Blue Planet Project

Not all constellations have the magnificence of Orion or Cygnus, or even the interest of Delphinus and Lacerta.  The constellations in this article seem to be leftovers – little scraps that didn’t fit in the “real” constellations.  Each is visible from Canada, but contains only two or three stars, so the shapes are either straight lines, bent lines or triangles.  They’re pretty uninteresting, for the most part, but some are easy to find.  Besides, they challenge our understanding of what a constellation is.

Since these constellations are all over the sky, I'll simply describe them in a table.

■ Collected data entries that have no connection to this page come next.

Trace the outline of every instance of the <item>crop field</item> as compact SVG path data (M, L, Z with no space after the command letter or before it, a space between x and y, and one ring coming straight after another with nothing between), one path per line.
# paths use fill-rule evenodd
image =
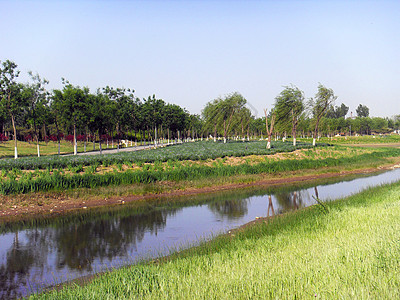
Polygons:
M325 146L320 144L319 146ZM36 169L55 169L75 166L91 165L115 165L120 163L154 163L166 162L169 160L206 160L220 157L234 156L241 157L247 155L266 155L280 152L291 152L296 149L311 148L309 143L298 143L294 147L289 142L274 142L272 149L266 149L265 141L257 142L194 142L168 147L157 148L146 151L120 152L107 155L90 156L43 156L43 157L23 157L19 159L0 160L1 170L36 170Z

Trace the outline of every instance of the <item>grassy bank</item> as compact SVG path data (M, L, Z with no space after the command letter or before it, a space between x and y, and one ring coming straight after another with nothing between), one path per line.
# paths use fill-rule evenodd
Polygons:
M400 183L313 206L161 261L32 299L326 299L400 295Z
M184 161L164 161L155 160L144 163L143 161L124 161L118 162L114 166L108 164L99 166L98 163L88 166L78 165L69 166L66 169L52 169L51 165L46 170L12 170L2 169L0 173L0 194L19 194L38 191L65 190L76 188L98 188L104 186L120 186L132 184L153 184L159 182L181 182L197 181L204 178L221 178L240 175L254 174L278 174L291 171L319 169L326 167L346 167L356 168L360 166L378 166L387 159L400 156L400 149L384 148L379 150L346 149L340 147L323 147L312 149L301 149L293 152L287 145L279 145L273 149L273 153L246 156L246 148L258 149L258 143L249 143L249 146L223 145L222 149L215 151L217 159L189 160ZM206 144L209 150L214 146L213 143ZM203 147L199 144L198 147ZM174 148L176 147L176 148ZM186 145L171 147L171 151L181 152L184 155ZM190 146L193 147L193 146ZM235 148L241 147L238 152L239 157L233 154ZM304 147L308 148L308 145ZM233 149L233 150L232 150ZM169 153L170 150L162 150ZM262 151L269 151L262 149ZM155 155L164 152L143 151ZM207 153L206 150L202 152ZM209 152L209 151L208 151ZM230 154L228 154L230 153ZM133 154L132 154L133 155ZM230 155L228 157L228 155ZM178 155L179 156L179 155ZM222 157L221 157L222 156ZM99 158L100 159L100 158ZM107 158L108 159L108 158ZM115 159L112 156L110 159ZM135 159L137 157L135 156ZM183 157L181 158L183 159ZM386 161L387 162L387 161ZM26 166L25 166L26 168Z

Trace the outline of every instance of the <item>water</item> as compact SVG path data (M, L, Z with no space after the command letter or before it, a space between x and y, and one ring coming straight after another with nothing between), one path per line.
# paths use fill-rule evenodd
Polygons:
M341 180L340 182L337 182ZM400 169L317 186L250 188L188 197L184 207L155 202L138 213L120 206L85 212L0 234L0 298L16 298L46 287L195 245L256 217L329 201L369 186L400 180ZM335 182L336 181L336 182Z

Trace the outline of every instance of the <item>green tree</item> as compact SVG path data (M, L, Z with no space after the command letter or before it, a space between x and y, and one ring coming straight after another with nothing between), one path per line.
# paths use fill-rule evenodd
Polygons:
M356 113L358 117L366 118L369 116L369 108L366 105L359 104Z
M206 126L214 126L214 141L217 135L217 128L223 132L224 143L232 129L232 121L236 113L244 109L246 99L239 93L232 93L225 98L218 98L208 102L202 111Z
M136 100L133 94L134 90L106 86L103 88L103 93L114 103L115 113L110 116L114 120L119 140L123 134L132 128Z
M112 118L110 118L110 115L113 113L112 103L107 95L101 93L100 90L97 91L96 95L89 94L88 97L90 105L88 107L87 126L93 135L93 146L95 145L97 132L99 136L99 150L100 154L102 154L102 135L113 124Z
M165 115L165 102L161 99L157 99L155 95L144 99L141 108L143 114L143 127L150 133L154 133L154 145L157 147L157 128L160 127ZM151 134L153 136L153 134Z
M74 134L74 155L78 153L76 141L77 129L86 125L88 119L88 88L73 86L63 79L62 91L54 90L53 102L60 121L66 128L72 128Z
M33 75L31 71L28 72L33 83L26 86L29 102L29 118L28 122L33 126L37 155L40 157L39 146L39 132L38 124L45 124L48 119L48 95L45 85L49 82L42 79L39 74Z
M0 61L1 62L1 61ZM8 113L10 114L11 123L14 130L14 158L18 158L17 148L17 129L15 124L15 116L25 103L21 97L21 86L17 84L16 79L19 76L17 64L6 60L1 63L0 67L0 97L4 103Z
M168 142L171 138L170 131L177 137L178 131L185 130L187 112L176 104L167 104L164 108L163 124L168 130Z
M328 89L323 86L321 83L318 85L318 91L315 95L315 98L311 98L309 101L309 106L313 112L314 116L314 135L313 135L313 146L316 143L316 137L318 134L318 127L321 121L321 118L325 115L326 110L331 106L335 100L336 96L333 93L332 89Z
M344 118L347 115L348 111L349 107L346 106L344 103L342 103L340 106L335 107L331 105L326 112L326 117L331 119L338 119L342 117Z
M296 86L286 86L275 98L276 121L281 128L291 127L293 146L296 146L297 126L304 112L304 93Z

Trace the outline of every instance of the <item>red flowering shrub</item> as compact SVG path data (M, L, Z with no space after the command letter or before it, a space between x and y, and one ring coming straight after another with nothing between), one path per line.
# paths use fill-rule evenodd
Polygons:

Common Name Latin name Stars & shape Location Notes
Hunting Dogs Canes Venatici two - a line south from Big Dipper's handle Bright double star Cor Caroli named for King Charles I
Little Fox Vulpecula two - a line between Alberio, in Cygnus, and the Arrow (Sagitta) Contains the famous Dumbbell nebula, M27
Little Dog Canis Minor two - a line south of Gemini Procyon, the 8th brightest star, is between Sirius (the brightest) and Pollux (the 15th)
Little Horse Equuleus three - a bent line between Pegasus and the Dolphin Well, I've seen the other ones!
Triangle Triangulum three - a triangle between Andromeda's southern foot and the Ram Contains the beautiful, if faint, spiral galaxy M33

Compared to these, unimpressive constellations like the Little Lion (Leo Minor) and Lynx are positively complex, having about half-a-dozen little stars each. (There are many unimaginative, simple constellations in the southern hemisphere, named for scientific and navigational tools used by Europeans in their Age of Discovery - too bad they didn't ask the native peoples for stories!)

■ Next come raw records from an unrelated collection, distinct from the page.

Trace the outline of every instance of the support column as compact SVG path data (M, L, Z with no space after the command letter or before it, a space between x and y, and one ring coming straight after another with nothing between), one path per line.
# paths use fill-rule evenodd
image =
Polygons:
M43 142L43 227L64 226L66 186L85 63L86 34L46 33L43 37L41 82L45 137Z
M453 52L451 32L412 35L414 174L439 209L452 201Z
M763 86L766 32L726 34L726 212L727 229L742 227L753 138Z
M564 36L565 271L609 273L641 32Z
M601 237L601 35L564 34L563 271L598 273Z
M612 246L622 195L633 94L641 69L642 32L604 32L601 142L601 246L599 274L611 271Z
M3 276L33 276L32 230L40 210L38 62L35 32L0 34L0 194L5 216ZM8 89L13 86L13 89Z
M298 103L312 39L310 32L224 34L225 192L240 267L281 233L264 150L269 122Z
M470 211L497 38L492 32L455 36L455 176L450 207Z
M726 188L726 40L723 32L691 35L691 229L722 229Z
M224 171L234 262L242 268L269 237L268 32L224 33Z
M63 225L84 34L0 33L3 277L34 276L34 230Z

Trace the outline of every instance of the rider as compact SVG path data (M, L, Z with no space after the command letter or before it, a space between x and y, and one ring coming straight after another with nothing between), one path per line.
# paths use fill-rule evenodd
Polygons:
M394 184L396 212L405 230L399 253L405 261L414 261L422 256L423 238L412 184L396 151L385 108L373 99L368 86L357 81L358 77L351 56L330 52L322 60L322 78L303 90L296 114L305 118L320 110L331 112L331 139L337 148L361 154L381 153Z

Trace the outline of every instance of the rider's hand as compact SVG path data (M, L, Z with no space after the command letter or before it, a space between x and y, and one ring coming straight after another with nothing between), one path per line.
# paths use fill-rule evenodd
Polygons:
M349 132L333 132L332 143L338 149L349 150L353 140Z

But what is a constellation, really? Who decided what was where, and how is the sky divided up? Of course, the constellations we recognize now have their origins in myths and stories of ancient peoples in Europe, the Middle East and western Asia. Constellations were the storybooks of that time.

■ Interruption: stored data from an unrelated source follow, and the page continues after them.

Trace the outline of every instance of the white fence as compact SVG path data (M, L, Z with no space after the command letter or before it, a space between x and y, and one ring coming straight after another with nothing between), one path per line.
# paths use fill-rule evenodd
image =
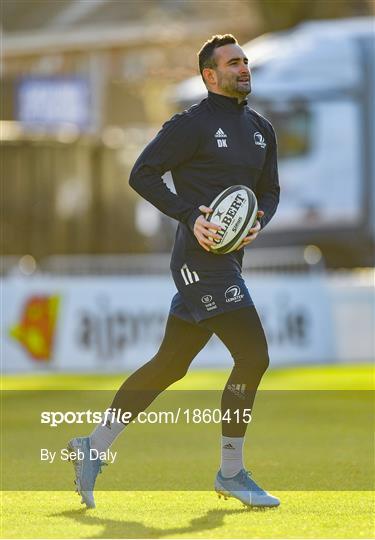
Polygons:
M245 275L271 366L374 357L374 273ZM175 294L169 276L20 277L1 282L5 372L131 370L151 358ZM181 343L181 347L183 347ZM194 367L230 366L212 338Z

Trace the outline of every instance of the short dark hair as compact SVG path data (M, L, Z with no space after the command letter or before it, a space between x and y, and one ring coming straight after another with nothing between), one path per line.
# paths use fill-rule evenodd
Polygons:
M199 59L199 71L203 78L203 70L204 68L215 68L216 67L216 61L214 58L214 52L215 49L218 49L219 47L222 47L223 45L229 45L231 43L238 44L238 41L232 34L224 34L212 36L211 39L208 39L206 43L202 46L201 50L198 53L198 59Z

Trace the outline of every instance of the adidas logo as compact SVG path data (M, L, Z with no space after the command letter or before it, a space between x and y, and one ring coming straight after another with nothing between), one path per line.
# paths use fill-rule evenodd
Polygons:
M217 132L215 133L215 137L216 138L218 138L218 137L223 138L223 137L226 137L226 134L224 133L224 131L221 128L219 128L217 130Z
M246 384L228 384L228 390L241 399L245 399Z
M180 268L181 275L185 282L185 285L191 285L192 283L197 283L199 281L199 276L194 270L189 270L187 264L184 264Z
M225 450L235 450L234 446L230 443L224 444L223 448L225 448Z

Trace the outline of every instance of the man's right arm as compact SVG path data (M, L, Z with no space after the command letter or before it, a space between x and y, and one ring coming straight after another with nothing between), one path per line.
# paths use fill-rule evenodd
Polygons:
M131 171L129 184L163 214L186 223L193 231L201 211L184 201L163 182L162 175L191 159L198 149L199 137L193 130L193 118L182 113L163 125L143 150Z

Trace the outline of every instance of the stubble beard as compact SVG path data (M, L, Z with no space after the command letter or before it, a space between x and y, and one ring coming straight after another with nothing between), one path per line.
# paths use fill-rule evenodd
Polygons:
M240 82L237 77L226 77L220 72L218 72L218 86L227 95L237 99L245 99L251 93L251 79L244 83Z

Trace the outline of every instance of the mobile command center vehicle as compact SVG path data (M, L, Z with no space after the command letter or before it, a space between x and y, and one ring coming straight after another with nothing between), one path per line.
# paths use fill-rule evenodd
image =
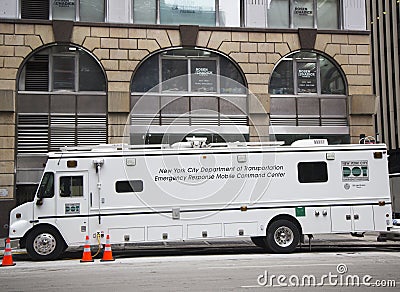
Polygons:
M97 244L250 237L275 253L304 235L392 226L386 146L300 140L99 145L49 153L10 238L35 260ZM101 242L105 240L100 239Z

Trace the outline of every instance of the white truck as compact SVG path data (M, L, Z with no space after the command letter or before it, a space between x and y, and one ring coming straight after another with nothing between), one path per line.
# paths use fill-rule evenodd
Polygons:
M64 148L33 202L10 213L35 260L68 247L250 237L275 253L304 235L388 231L386 146L300 140ZM99 236L101 235L101 236Z

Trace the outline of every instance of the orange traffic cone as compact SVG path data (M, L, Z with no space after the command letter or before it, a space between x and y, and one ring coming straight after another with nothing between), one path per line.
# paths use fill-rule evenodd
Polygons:
M89 235L86 235L86 242L83 248L83 255L81 259L81 263L87 263L87 262L93 262L92 252L90 251L90 245L89 245Z
M109 234L107 234L107 237L106 237L106 245L104 247L103 258L100 261L101 262L115 261L115 259L112 256L111 244L110 244L110 235Z
M12 259L10 239L7 238L6 248L4 250L4 255L3 255L3 261L0 267L9 267L9 266L15 266L15 263L13 262Z

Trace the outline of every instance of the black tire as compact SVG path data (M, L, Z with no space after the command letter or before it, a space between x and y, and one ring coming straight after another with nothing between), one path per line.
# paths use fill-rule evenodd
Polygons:
M34 261L58 259L66 248L60 233L51 227L38 227L26 238L26 251Z
M292 221L279 219L269 226L266 240L271 252L291 253L300 242L300 231Z

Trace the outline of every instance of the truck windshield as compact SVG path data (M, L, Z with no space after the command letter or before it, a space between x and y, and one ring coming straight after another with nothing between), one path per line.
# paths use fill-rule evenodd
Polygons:
M46 172L40 183L38 198L51 198L54 196L54 174Z

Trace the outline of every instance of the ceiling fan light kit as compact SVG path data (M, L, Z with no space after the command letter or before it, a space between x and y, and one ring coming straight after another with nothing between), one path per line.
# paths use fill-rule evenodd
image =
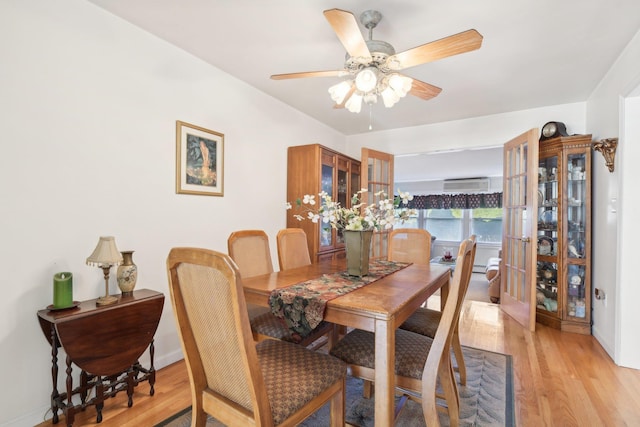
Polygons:
M351 12L340 9L325 10L324 16L345 47L347 54L342 70L308 71L301 73L275 74L274 80L303 77L344 77L344 80L329 88L334 108L346 108L352 113L362 110L362 103L369 105L382 98L384 106L393 107L407 94L428 100L438 96L439 87L412 79L398 71L443 59L460 53L479 49L482 36L476 30L467 30L396 54L394 47L382 40L373 40L373 29L382 19L376 10L367 10L360 15L360 22L369 30L365 40L358 22Z

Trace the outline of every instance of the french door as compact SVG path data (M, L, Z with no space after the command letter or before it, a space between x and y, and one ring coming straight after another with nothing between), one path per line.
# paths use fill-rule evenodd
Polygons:
M380 199L393 198L393 154L382 151L363 148L360 156L361 168L366 168L360 175L362 188L366 188L366 197L362 201L367 205L377 203ZM375 193L384 191L386 196L375 196ZM387 257L387 243L389 230L381 230L373 233L371 239L371 259Z
M538 211L538 130L504 145L502 310L525 328L536 325L536 240ZM533 240L532 240L533 239Z

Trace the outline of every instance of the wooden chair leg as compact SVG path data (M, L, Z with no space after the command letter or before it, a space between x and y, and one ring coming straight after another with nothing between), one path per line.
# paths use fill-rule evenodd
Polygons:
M365 399L371 399L371 395L373 394L373 382L364 380L362 383L362 397Z
M464 356L462 355L462 346L460 345L460 335L458 335L458 328L456 327L453 332L453 354L456 356L456 362L458 363L458 373L460 374L460 385L467 385L467 367L464 364Z
M449 358L449 360L451 360ZM447 366L449 365L449 366ZM442 391L447 401L449 413L449 424L451 427L457 427L460 424L460 405L458 403L458 392L456 390L455 378L451 375L451 364L440 364L439 376Z

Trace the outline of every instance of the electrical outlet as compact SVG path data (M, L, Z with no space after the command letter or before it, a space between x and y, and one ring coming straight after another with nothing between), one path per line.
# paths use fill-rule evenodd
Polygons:
M602 289L595 288L595 297L596 299L603 300L605 299L605 294Z

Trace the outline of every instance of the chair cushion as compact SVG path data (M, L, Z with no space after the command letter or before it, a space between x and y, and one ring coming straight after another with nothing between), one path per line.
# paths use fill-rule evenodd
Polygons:
M280 319L271 314L271 311L251 319L251 331L254 334L265 335L279 340L291 339L289 328Z
M315 341L321 336L329 333L330 323L325 321L320 322L320 324L311 331L311 334L308 337L302 340L297 340L293 337L291 330L287 325L283 323L283 320L277 318L271 314L271 311L269 311L251 319L251 332L278 340L289 341L297 344L302 343L306 346L312 341Z
M396 375L422 379L433 340L404 329L396 329ZM354 329L338 341L331 355L350 365L375 368L375 335L373 332Z
M297 344L264 340L256 351L275 425L347 375L341 360Z
M400 329L434 338L441 318L441 311L420 307L400 325Z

It was not until 1930, though, that the constellations were formally delineated by the International Astronomical Union, an act of international cooperation. These boundaries are geometrical, following the east-west lines of Declination and the north-south lines of Right Ascension, so they are easy to describe. The lines to form the actual pictures of many constellations, however, run through the formal boundaries of neighbouring constellations, proving that, even in science, a good story will win out over simple logic.